Im Laufe der Jahre entwickelten sich zusätzlich neurokognitive mnestische Störungen, ein Fatigue-Syndrom und eine mittelschwere Depression. Eine Schwerbehinderung mit den Merkzeichen G, B und H wurde zuerkannt. Auch die Kombination von Zonisamid mit Phenytoin und später mit Valproat erbrachte ebenso wie eine Zonisamid-Monotherapie keine Besserung. Wir ergänzten Zonisamid (400 mg Tagesdosis) um Brivaracetam (100 mg pro Tag), erneut ohne Effekt. Unter unveränderter Dosis kam es dann spontan zu einer Reduktion der Anfälle, die schließlich seit 2020 vollständig ausblieben. Zuvor war die Epilepsie für 16 Jahre pharmakoresistent verlaufen. Der Patient hat das inzwischen eingesetzte Venlafaxin absetzen können, fährt wieder Auto und hat einen Minijob. Sein EEG ist bis auf eine Amplitudenasymmetrie rechts > links normal, die Medikation inzwischen auf eine Monotherapie mit 200 mg Zonisamid pro Tag vereinfacht.

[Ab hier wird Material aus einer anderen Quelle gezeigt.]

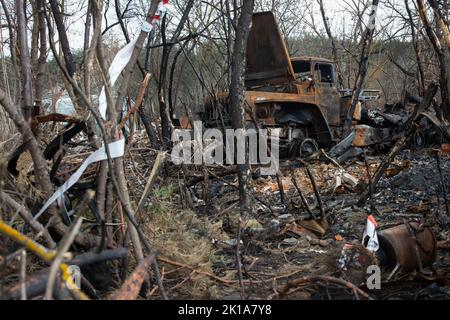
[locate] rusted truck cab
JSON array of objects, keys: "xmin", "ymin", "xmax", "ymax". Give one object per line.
[{"xmin": 202, "ymin": 12, "xmax": 358, "ymax": 156}]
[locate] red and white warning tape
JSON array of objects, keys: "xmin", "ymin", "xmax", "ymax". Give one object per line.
[{"xmin": 34, "ymin": 0, "xmax": 170, "ymax": 219}]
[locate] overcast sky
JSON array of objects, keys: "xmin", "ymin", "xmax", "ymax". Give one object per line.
[{"xmin": 58, "ymin": 0, "xmax": 396, "ymax": 48}]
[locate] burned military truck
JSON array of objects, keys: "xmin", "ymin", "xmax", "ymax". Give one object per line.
[{"xmin": 196, "ymin": 12, "xmax": 442, "ymax": 157}]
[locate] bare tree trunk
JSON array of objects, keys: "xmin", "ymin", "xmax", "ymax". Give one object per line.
[
  {"xmin": 342, "ymin": 0, "xmax": 379, "ymax": 138},
  {"xmin": 15, "ymin": 0, "xmax": 33, "ymax": 121},
  {"xmin": 405, "ymin": 0, "xmax": 425, "ymax": 96},
  {"xmin": 158, "ymin": 0, "xmax": 195, "ymax": 150},
  {"xmin": 317, "ymin": 0, "xmax": 344, "ymax": 88},
  {"xmin": 230, "ymin": 0, "xmax": 254, "ymax": 213},
  {"xmin": 49, "ymin": 0, "xmax": 76, "ymax": 77},
  {"xmin": 426, "ymin": 0, "xmax": 450, "ymax": 121}
]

Die Tab. 1 fasst die wesentlichen Befunde dieser 3 Fälle im Detail zusammen.

Diskussion

Ich stelle diese 3 Fälle nicht vor, weil ich auch in ähnlich gelagerten Fällen behaupten würde, dass auch nach langjährig frustranem Epilepsieverlauf Spontanremissionen erwartbar wären. Ganz im Gegenteil: Sie sind auch in unserer Praxis Raritäten. Dennoch kommen sie vor und in allen 3 Fällen sicherlich ganz überwiegend dank eines Spontanverlaufes und nicht aufgrund irgendwelcher rationaler Therapiemodifikationen.

Grundsätzlich hatten alle 3 Betroffenen eine nahezu aussichtslose Prognose hinsichtlich Anfallsfreiheit, betrachtet man die Literatur zu nichtläsionellen fokalen Epilepsien multiregionaler, temporaler oder frontaler Genese, zumal wenn – wie in unseren Fällen – über viele Jahre jeweils mehr als 10 ASM eingesetzt wurden [1, 2, 5, 7,8,9,10]. Folgerichtig wurde ja auch in allen 3 Fällen eine präoperative Diagnostik durchgeführt. In 2 Fällen wurde der Prozess der Anfallsfreiheit auch von einer Normalisierung der zuvor deutlich pathologischen EEG-Befunde begleitet. Im dritten Fall hatten sich entsprechend einer häufigen Konstellation bei Epilepsien vermutlich frontaler Epileptogenese nie eindeutige epilepsietypische oder anfallstypische Muster im EEG nachweisen lassen. Ein Langzeiteffekt der über Jahre unverändert belassenen Medikation vor Eintritt der Anfallsfreiheit ist sicher höchst unwahrscheinlich. Eine mangelnde Adhärenz ließ sich ausschließen. Zahlreiche Anfälle traten ja auch während mehrwöchiger stationärer Aufenthalte im Epilepsiezentrum Kork unter regelmäßigen Blutspiegelkontrollen auf.

Letzten Endes möchte ich darauf hinweisen, dass wir stets mit Bedacht Änderungen im Epilepsieverlauf auf unsere therapeutischen Maßnahmen zurückführen und die Rolle des Spontanverlaufes auch bei Epilepsien im Erwachsenenalter nicht unterschätzen sollten.

Fazit für die Praxis

In seltenen Fällen können Epilepsien auch im Erwachsenenalter trotz eines jahrzehntelangen pharmakotherapieresistenten Verlaufs spontan sistieren. Spontanverläufe sollten als Möglichkeit stets bedacht werden. Veränderungen im Epilepsieverlauf sind somit keineswegs gesichert stets auf therapeutische Interventionen zurückzuführen.